Clariant and Huntsman Merge to Form US$20 Billion Specialty Chemical Giant
22 May 2017 --- Two major chemical corporations, Swiss-based Clariant and US Huntsman Corporation have announced that both Boards of Directors unanimously approved a definitive agreement to combine in a merger of equals through an all-stock transaction - and the merged company will be called HuntsmanClariant.
On a pro forma 2016 basis, the combination of both companies will create a leading global specialty chemical company with sales of approximately US$13.2 billion, an adjusted EBITDA of US$2.3 billion and a combined enterprise value of approximately US$20 billion at announcement.
It may be a little early to assess what impact the merger will have on the food industry, however according to both companies, the new combined entity will benefit from each other’s strengths and have a significantly improved growth profile in highly attractive end markets and geographies.
Both CEO’s have welcomed the merger they say will create a “global leader in specialty chemicals.”
HuntsmanClariant will leverage shared knowledge in sustainability and boast a much stronger joint innovation platform which will enable the development of new products in order to deliver superior returns and drive shareholder value.
“This is the perfect deal at the right time. Clariant and Huntsman are joining forces to gain much broader global reach, create more sustained innovation power and achieve new growth opportunities,” said Hariolf Kottmann, CEO of Clariant. “This is in the best interest of all of our stakeholders. Peter Huntsman and I share the same strategic vision and I look forward to working with him.”
“I could not be more enthusiastic about this merger and look forward to working closely with Hariolf Kottmann, a man I have admired and trusted for the past decade. We also look forward to a close association with his immensely talented colleagues around the world. Together, we will create a global leader in specialty chemicals with a combined balance sheet providing substantial financial strength and flexibility,” added Peter R. Huntsman, President and CEO of Huntsman.
The current Huntsman Corporation is an American multinational manufacturer and marketer of chemical products for consumers and industrial customers. Huntsman manufactures assorted polyurethanes, performance products, and pigments for customers like BMW, GE, Chevron, Procter & Gamble, and Unilever.
Clariant is a speciality chemicals company, formed in 1995 as a spin-off from former pharmaceutical company Sandoz. The company is focused on four business areas: care chemicals (consumer and industrial); catalysis; natural resources (oil & mining, minerals); and plastics & coatings. Headquartered near Basel, Switzerland, the public company encompasses 110 operating companies in 53 countries and has major manufacturing sites in Europe, North America, South America, China and India.
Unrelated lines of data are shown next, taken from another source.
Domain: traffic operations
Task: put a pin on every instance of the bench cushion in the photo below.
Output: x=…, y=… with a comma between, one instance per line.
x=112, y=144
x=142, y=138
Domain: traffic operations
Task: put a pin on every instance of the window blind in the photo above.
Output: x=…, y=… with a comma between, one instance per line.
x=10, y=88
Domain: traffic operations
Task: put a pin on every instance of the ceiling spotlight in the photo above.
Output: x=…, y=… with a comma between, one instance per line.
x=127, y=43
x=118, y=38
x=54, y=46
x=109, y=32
Highlights of the all-stock merger of equals transaction include Clariant shareholders: 52%, Huntsman shareholders: 48%, Huntsman shareholders will receive 1.2196 shares in HuntsmanClariant for each Huntsman share (each existing Clariant share will remain outstanding as a share in HuntsmanClariant), Board of Directors with equal representation from Clariant and Huntsman.
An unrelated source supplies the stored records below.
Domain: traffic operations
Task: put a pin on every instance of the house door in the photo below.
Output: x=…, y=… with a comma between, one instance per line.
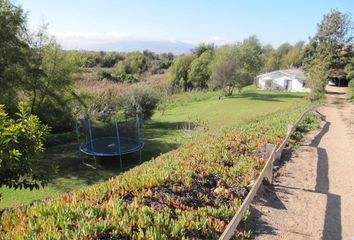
x=288, y=84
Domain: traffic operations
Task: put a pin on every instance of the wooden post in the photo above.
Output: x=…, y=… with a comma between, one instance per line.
x=232, y=226
x=269, y=174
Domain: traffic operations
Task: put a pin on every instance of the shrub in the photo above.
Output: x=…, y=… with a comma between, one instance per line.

The new global headquarters will be in Pratteln, Switzerland and operational headquarters in The Woodlands, Texas. And there will be dual stock exchange direct listing on the SIX Swiss Exchange and the New York Stock Exchange.
Value Creation
The new company will accelerate value creation for shareholders through a more robust combination of technology, products and talent. The combined company expects to realize more than US$3.5 billion of value creation from approximately US$400 million in annual cost synergies.
The full synergy run-rate will be achieved within two years of closing. These synergies will be realized by reducing operational costs and improving procurement. The targeted synergies represent roughly 3% of total combined 2016 revenue with one-time costs up to US$500 million. There will also be additional cash-tax savings.
The transaction is set to close by the end of the year, subject to Clariant and Huntsman shareholder approvals, regulatory approvals and other customary closing conditions. Clariant and Huntsman say they are confident that the required regulatory approvals can be obtained in a timely manner.